Ever caught a specimen carp? You may feel the need to mark the achievement – but how?

A new carp rod? A framed photo of you and your catch? Or a traditional carp tattoo!

Before you choose a lasting momento of your amazing carp catch, take a look at the myths, meanings and mysteries of traditional Koi carp art.

Meaning of Koi

Koi Carp

The prized carp
Image: Shutterstock

In Japanese, the meaning of the word ‘koi’ is simply ‘carp’, and in the past would have referred to all wild and cultivated specimens.

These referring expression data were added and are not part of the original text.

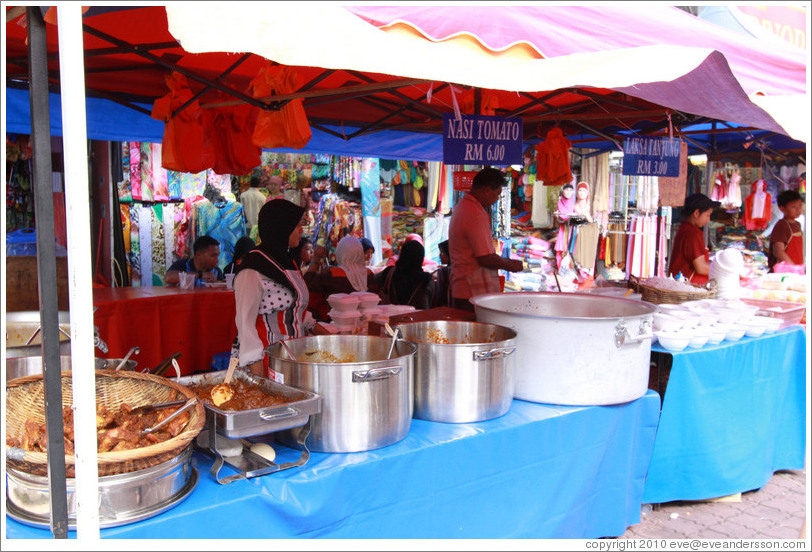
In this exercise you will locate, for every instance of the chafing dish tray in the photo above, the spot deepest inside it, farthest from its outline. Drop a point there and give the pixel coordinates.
(300, 404)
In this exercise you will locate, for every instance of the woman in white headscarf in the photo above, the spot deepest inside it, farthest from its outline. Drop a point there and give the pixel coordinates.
(350, 274)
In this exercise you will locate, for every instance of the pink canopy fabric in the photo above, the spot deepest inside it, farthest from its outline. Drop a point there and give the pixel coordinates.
(771, 69)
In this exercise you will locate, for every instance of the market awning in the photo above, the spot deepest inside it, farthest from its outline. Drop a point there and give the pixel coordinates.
(370, 70)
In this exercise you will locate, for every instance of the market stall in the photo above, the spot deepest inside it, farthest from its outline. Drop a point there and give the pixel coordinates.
(732, 414)
(539, 471)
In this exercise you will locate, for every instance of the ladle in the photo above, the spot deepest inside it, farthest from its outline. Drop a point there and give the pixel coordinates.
(223, 392)
(136, 350)
(394, 334)
(287, 348)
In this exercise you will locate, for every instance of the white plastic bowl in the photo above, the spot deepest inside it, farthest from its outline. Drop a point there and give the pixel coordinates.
(772, 324)
(672, 341)
(735, 332)
(366, 299)
(343, 301)
(666, 322)
(717, 333)
(754, 327)
(699, 337)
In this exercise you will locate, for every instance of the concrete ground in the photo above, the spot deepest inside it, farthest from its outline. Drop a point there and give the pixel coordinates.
(776, 511)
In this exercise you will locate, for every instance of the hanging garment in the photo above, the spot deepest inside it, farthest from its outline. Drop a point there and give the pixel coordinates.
(168, 217)
(553, 159)
(187, 140)
(135, 170)
(145, 241)
(158, 245)
(758, 207)
(232, 130)
(287, 127)
(135, 245)
(124, 187)
(160, 184)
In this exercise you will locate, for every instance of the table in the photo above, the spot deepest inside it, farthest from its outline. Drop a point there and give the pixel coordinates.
(539, 471)
(732, 414)
(162, 320)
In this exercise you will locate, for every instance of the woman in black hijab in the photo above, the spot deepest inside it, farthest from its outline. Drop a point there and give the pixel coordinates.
(407, 283)
(269, 291)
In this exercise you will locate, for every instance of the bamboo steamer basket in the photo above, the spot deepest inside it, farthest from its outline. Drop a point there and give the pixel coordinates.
(25, 399)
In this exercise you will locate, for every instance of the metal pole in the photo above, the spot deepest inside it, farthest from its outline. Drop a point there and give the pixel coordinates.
(46, 269)
(74, 130)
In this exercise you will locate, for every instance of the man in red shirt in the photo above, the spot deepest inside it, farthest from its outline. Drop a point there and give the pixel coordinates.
(474, 262)
(689, 255)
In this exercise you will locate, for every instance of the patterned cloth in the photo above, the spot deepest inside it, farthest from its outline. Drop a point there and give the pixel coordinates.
(135, 170)
(146, 172)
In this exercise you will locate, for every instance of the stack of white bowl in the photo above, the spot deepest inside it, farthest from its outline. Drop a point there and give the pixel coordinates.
(725, 269)
(708, 321)
(344, 313)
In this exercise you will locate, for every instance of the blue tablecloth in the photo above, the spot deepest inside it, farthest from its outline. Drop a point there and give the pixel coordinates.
(732, 415)
(540, 471)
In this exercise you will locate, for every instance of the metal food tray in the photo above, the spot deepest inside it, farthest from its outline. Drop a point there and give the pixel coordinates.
(295, 412)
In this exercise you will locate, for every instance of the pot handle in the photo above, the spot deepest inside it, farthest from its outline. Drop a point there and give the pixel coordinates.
(277, 414)
(623, 337)
(494, 353)
(375, 374)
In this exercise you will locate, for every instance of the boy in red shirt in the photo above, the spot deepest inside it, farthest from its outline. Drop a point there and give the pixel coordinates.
(787, 239)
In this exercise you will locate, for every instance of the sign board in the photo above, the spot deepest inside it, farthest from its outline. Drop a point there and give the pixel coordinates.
(646, 156)
(481, 140)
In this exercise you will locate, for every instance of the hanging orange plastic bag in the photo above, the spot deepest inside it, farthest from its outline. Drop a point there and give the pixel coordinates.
(286, 127)
(187, 142)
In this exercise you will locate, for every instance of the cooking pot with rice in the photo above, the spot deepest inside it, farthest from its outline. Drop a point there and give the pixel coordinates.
(367, 397)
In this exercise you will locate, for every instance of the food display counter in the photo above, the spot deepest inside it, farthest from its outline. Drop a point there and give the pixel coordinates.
(198, 323)
(539, 471)
(732, 414)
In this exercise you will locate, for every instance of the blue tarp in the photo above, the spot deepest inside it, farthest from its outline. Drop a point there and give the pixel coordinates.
(108, 120)
(539, 471)
(732, 415)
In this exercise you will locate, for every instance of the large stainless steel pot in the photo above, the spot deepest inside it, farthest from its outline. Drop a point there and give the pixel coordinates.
(31, 365)
(464, 371)
(21, 326)
(367, 398)
(575, 349)
(123, 498)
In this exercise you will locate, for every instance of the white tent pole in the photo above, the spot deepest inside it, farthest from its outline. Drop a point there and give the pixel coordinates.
(80, 292)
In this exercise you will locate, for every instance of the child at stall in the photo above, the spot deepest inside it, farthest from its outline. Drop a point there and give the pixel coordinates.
(787, 239)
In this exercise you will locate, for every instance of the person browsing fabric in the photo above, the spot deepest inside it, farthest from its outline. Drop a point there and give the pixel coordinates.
(787, 238)
(241, 249)
(350, 274)
(474, 263)
(407, 283)
(689, 254)
(206, 255)
(269, 291)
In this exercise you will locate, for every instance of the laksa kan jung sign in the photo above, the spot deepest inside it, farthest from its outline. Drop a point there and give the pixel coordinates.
(481, 140)
(651, 156)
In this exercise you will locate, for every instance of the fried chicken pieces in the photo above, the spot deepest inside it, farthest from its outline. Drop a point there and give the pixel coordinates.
(116, 430)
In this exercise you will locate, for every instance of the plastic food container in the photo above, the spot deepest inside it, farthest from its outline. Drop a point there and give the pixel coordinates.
(343, 301)
(673, 341)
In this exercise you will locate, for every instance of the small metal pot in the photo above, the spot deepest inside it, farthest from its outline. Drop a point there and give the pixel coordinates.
(367, 401)
(31, 365)
(464, 371)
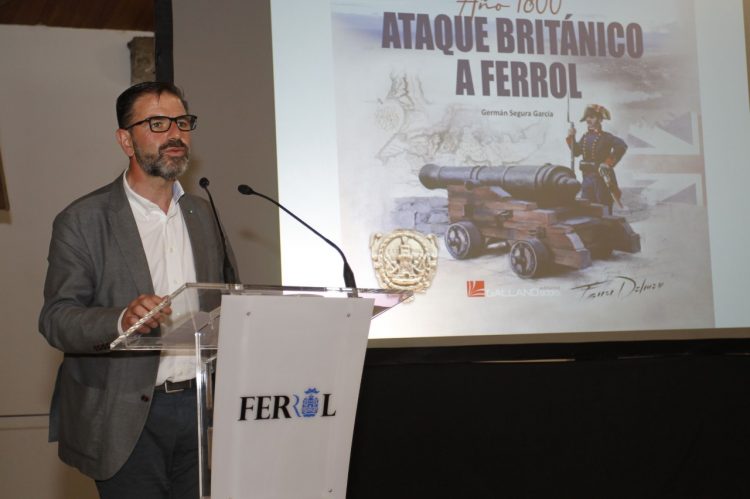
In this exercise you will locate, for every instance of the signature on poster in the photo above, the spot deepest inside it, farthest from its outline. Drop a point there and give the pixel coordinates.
(618, 287)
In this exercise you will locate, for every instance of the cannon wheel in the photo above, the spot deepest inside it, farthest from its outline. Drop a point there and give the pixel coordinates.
(463, 240)
(528, 258)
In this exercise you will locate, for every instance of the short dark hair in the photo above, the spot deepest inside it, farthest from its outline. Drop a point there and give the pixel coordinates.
(126, 99)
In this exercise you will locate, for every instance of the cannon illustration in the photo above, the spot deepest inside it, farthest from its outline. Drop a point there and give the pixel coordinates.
(533, 210)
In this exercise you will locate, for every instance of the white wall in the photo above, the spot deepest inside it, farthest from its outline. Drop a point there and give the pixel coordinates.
(57, 120)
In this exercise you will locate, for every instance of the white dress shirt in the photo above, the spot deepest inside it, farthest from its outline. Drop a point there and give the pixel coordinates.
(169, 254)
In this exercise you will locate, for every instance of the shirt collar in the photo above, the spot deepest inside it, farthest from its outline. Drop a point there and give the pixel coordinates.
(145, 206)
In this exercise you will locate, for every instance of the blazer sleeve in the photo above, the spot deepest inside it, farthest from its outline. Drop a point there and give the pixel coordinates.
(70, 319)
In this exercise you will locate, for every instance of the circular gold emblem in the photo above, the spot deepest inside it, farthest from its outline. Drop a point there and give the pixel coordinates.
(404, 259)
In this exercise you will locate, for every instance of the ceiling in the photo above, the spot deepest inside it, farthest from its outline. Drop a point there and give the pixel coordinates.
(135, 15)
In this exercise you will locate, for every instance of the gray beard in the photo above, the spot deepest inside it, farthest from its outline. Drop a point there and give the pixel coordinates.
(158, 165)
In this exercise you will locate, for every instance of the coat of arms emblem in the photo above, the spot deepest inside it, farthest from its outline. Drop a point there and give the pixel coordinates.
(404, 259)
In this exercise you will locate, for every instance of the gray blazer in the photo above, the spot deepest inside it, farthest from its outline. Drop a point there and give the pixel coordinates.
(97, 266)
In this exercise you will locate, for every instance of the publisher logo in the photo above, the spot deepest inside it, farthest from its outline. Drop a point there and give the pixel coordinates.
(475, 289)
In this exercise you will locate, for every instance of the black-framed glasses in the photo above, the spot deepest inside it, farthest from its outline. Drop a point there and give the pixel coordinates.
(161, 124)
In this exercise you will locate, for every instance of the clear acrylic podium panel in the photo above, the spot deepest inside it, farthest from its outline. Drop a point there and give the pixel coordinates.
(193, 326)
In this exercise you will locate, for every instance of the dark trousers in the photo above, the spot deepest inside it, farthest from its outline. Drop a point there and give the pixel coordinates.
(164, 463)
(595, 190)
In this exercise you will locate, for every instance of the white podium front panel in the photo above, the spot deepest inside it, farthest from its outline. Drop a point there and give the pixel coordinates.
(287, 382)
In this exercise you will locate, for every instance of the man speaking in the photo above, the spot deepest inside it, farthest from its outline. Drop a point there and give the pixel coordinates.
(128, 419)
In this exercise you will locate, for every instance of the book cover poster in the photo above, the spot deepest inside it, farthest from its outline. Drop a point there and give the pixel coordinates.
(534, 229)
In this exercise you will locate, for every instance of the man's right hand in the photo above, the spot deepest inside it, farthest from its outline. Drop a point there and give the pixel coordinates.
(139, 308)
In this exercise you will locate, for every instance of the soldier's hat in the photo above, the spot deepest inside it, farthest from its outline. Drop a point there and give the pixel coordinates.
(596, 110)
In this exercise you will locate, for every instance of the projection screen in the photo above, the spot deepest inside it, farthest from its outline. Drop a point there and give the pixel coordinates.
(369, 92)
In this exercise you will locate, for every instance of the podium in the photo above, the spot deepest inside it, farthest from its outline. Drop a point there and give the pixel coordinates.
(277, 389)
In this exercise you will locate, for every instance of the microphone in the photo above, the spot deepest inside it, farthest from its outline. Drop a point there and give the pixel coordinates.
(349, 281)
(230, 276)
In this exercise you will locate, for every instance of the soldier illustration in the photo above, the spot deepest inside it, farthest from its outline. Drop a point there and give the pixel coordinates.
(601, 152)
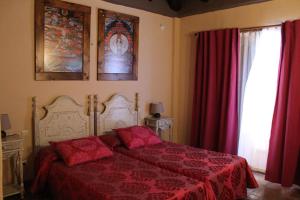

Over the years though, the meaning has changed. Now the Japanese use the word Koi to describe the ornamental fish found in ponds, and Nishikigoi – brocaded carp – for the most brightly coloured varieties.

Body Art

Tattoo of a Koi Carp

Tattoos of Koi Carp are incredibly popular all over the globe
Image: Shutterstock

The Koi or Carp is famous in Japan and China for its ability to swim upstream. Tattoos of Carp therefore represent perseverance, determination and battles against adversity. The positioning of the tattoo is also important. A fish swimming down the body indicates that the individual is going through hard times. A Koi swimming upwards denotes a person who has already broken through barriers and overcome difficulties.

Chinese Myth

Carp in Chinese myth

Ancient Chinese legend
Source: Giuseppe Castiglione

Ancient Chinese legend tells of Carp swimming up the Yellow River, and that any Koi who succeeds in jumping up the falls at Dragon Gate is transformed into a water dragon.

In this respect, Koi have become synonymous with worldly advancement, riches and prosperity – another reason for the popularity of the design in tattooing.

Samurai

Samurai

Samurai warriors
Source: Watanabe Nobukazu

Carp are said to be so brave that when caught by fishermen, unlike lesser fish that flap and try to escape, the carp lies still on the chopping board, awaiting the knife without so much as a quiver. In this way, Koi Carp are connected to the ideals of courage long associated with Samurai warriors.

Boys’ Day

Koi Windstocks over Kitakami river

Boys Day festival – Koi windsocks
Image: Shutterstock

With all these positive associations, perhaps it should come as no surprise that in Japan, the Koi Carp is the emblem of the Boys’ Day Festival.

Celebrated on May 5th, this ancient feast is marked by pennants representing Carp, one for each of the boys in the family; the biggest for the eldest son and so on to the youngest.

Carp are a central part of the festival – their strength, bravery and determination an inspiration for Japan’s youth, and integral to promoting qualities of manliness.

So there you have it – beautiful tattoos, expensive goldfish, a symbol of masculinity; when all is said and done, a reason to get outdoors and enjoy some fishing!